Quand on sort des merveilleux portraits politiques de Sainte-Beuve comme si l’on sortait de table avec Fouquet ou Mirabeau, l’apparition télévisuelle de Laurent Wauquiez a quelque chose d’épouvantable. Sans doute se trouve-t-il encore des personnes pour lui accorder leur confiance, et c’est là le beau mystère de la confiance avec ce qu’elle peut avoir de ténébreux. Mais tout de même, que pensent ces gens devant une forfanterie aussi ostensible ? Laurent Wauquiez a résolu de jouer la carte d’un « trumpisme » à la française. Il veut dire des gros mots en direct, il en fait une affaire de « liberté  d’expression ». Désormais, il ne sort plus sans sa parka, roulant à travers les rues de son village à bord d’un petit tracteur. Il n’a pas mots assez durs stigmatiser la caste des bobos-intellos qui est déjà coupable de tout. Mais tout le monde sait que désigner le bobo au poteau est de la justice en solde, on peut y aller sans problème, personne ne viendra s’interposer au nom des droits de l’homme. Il n’est rien de plus aisément haïssable qu’un bobo, quelle chance !

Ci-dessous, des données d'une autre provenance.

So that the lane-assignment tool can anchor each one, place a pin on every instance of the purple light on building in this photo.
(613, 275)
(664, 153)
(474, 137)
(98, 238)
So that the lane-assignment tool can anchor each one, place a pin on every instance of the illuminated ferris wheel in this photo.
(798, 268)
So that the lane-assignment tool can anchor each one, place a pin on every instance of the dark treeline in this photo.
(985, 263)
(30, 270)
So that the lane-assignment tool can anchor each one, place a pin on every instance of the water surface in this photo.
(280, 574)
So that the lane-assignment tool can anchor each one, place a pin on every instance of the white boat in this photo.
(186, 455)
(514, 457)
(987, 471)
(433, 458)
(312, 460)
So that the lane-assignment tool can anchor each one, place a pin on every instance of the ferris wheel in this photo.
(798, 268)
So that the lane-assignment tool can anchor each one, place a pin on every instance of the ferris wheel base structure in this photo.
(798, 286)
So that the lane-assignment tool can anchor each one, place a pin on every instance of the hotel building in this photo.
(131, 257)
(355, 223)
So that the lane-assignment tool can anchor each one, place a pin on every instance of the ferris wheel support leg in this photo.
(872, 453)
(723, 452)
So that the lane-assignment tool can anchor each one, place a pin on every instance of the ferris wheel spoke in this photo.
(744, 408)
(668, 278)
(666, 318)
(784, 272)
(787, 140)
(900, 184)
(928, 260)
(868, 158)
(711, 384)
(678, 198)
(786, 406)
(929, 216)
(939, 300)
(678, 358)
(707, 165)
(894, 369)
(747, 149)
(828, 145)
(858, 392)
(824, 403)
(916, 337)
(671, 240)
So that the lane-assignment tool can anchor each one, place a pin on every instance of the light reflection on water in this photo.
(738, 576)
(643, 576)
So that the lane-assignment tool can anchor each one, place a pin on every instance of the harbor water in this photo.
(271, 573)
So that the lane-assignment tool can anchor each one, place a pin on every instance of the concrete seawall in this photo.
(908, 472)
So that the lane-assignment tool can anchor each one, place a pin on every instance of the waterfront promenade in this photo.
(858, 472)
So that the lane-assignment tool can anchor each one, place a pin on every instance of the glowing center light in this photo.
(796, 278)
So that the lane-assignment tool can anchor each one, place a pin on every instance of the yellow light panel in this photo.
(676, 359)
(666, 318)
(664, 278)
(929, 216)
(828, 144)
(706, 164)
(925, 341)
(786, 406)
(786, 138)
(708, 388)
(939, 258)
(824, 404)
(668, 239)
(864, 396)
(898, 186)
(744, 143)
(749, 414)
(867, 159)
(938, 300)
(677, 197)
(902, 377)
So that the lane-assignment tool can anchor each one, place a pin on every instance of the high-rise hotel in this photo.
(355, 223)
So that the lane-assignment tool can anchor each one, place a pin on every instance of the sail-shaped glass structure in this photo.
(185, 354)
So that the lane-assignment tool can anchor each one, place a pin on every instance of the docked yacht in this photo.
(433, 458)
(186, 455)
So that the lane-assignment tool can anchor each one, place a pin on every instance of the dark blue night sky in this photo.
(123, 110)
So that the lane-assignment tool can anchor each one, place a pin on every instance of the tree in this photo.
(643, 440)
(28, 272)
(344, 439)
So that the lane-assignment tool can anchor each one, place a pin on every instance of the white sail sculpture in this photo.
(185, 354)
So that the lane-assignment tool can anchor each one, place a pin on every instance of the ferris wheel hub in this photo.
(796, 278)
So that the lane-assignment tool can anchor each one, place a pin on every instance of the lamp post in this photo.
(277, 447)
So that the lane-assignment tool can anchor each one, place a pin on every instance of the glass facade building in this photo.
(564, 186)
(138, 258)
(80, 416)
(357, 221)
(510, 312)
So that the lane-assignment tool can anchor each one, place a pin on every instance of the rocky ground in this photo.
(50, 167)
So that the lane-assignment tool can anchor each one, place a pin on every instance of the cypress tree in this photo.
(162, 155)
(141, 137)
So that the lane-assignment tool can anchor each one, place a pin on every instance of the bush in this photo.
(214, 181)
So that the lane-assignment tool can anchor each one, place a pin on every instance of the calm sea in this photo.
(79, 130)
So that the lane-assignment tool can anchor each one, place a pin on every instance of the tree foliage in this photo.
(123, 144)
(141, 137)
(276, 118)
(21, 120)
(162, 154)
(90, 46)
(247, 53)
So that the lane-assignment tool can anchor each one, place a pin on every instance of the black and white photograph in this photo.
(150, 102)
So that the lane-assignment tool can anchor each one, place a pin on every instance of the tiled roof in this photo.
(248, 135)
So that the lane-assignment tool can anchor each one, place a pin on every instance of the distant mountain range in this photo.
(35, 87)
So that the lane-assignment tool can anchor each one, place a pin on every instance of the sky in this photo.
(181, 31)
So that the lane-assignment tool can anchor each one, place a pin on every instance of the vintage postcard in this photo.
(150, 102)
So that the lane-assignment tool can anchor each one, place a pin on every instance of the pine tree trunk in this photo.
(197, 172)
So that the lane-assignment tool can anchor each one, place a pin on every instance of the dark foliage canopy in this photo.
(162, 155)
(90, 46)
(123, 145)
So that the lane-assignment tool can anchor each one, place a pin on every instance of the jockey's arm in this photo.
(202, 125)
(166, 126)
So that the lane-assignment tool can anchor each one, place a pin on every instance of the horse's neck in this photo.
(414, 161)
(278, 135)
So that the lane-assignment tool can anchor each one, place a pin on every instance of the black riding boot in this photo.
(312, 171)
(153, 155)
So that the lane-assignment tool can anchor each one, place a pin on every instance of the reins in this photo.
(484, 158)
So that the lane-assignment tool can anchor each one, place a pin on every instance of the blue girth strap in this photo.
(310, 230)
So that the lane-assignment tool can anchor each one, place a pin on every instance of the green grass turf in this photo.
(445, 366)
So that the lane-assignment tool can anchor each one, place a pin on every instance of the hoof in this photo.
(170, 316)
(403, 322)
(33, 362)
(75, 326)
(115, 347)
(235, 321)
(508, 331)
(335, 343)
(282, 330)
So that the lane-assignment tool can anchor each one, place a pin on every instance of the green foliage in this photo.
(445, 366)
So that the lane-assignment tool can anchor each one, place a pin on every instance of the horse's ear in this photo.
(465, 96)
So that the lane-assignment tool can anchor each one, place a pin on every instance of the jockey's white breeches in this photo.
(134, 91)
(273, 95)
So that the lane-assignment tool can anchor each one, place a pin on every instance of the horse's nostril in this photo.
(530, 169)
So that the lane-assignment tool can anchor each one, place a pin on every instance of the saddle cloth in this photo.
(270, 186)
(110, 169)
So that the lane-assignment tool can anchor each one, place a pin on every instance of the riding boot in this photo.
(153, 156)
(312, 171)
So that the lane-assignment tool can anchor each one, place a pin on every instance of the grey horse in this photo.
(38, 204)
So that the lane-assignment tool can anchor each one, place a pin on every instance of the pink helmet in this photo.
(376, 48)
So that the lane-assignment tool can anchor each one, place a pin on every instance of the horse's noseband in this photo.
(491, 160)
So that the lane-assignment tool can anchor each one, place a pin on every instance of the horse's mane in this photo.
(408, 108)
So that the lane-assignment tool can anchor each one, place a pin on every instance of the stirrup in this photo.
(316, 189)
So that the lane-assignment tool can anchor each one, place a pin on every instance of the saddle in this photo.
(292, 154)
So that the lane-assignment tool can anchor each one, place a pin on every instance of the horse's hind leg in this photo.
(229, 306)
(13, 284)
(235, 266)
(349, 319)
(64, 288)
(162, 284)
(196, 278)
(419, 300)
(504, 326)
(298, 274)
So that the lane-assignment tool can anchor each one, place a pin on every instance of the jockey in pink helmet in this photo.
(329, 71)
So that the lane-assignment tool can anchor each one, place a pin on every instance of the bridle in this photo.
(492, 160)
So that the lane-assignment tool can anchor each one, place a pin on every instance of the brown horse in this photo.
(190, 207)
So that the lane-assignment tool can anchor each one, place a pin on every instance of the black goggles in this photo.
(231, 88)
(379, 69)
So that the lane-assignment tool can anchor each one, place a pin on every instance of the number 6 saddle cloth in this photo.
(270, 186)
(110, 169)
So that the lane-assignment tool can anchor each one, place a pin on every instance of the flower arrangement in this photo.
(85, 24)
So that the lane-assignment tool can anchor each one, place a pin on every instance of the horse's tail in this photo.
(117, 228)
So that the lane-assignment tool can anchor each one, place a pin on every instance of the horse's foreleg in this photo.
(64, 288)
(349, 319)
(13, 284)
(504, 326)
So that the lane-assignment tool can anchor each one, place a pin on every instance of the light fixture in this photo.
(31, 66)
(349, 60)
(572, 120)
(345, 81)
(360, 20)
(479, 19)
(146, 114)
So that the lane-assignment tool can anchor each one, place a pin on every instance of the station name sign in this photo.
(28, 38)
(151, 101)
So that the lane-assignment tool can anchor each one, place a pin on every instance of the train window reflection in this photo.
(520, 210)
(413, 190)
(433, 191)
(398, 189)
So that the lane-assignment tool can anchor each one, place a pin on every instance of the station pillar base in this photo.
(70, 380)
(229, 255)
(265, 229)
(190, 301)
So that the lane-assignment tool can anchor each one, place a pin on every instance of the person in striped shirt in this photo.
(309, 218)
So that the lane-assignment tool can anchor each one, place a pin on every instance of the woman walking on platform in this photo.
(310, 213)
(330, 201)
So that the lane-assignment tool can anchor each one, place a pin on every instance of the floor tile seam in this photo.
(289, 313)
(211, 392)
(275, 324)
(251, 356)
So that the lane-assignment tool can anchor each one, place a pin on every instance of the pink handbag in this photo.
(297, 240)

Comme toujours en pareil cas, c’est la grossièreté la plus recherchée qui marque des points. M. Wauquiez, la main sur le cœur, exprime son regret d’avoir insulté Nicolas Sarkozy qui n’en est plus à un crachat près. Il lui a même téléphoné pour présenter ses excuses. Où avait-il la tête ? L’équipe de conseillers qui a mis M. Wauquiez sur orbite médiatique (pour combien de temps ??) avait bien prévu d’insulter Sarkozy – ou Mme Pécresse – un peu plus tard. Au lieu que là, cet imbécile de Wauquiez a tiré toutes ses munitions. Vous parlez d’un ballot ! On lui avait pourtant dit d’attendre, mais il n’a rien voulu savoir. Notez bien que tout cela est concerté : il était en réalité bien prévu que Wauquiez insultât Sarkozy en direct. Il se trouve simplement que la réalité est une matière insaisissable : on chercher à remuer quelque chose et voilà qu’on en remue une autre. Cela vous échappe des mains. Et puis la photo est cruelle : cela ne fait qu’à peine un mois que M. Wauquiez est chef de meute et le voilà déjà embourbé dans ses propres mensonges. Déjà si faible et il n’a rien commencé !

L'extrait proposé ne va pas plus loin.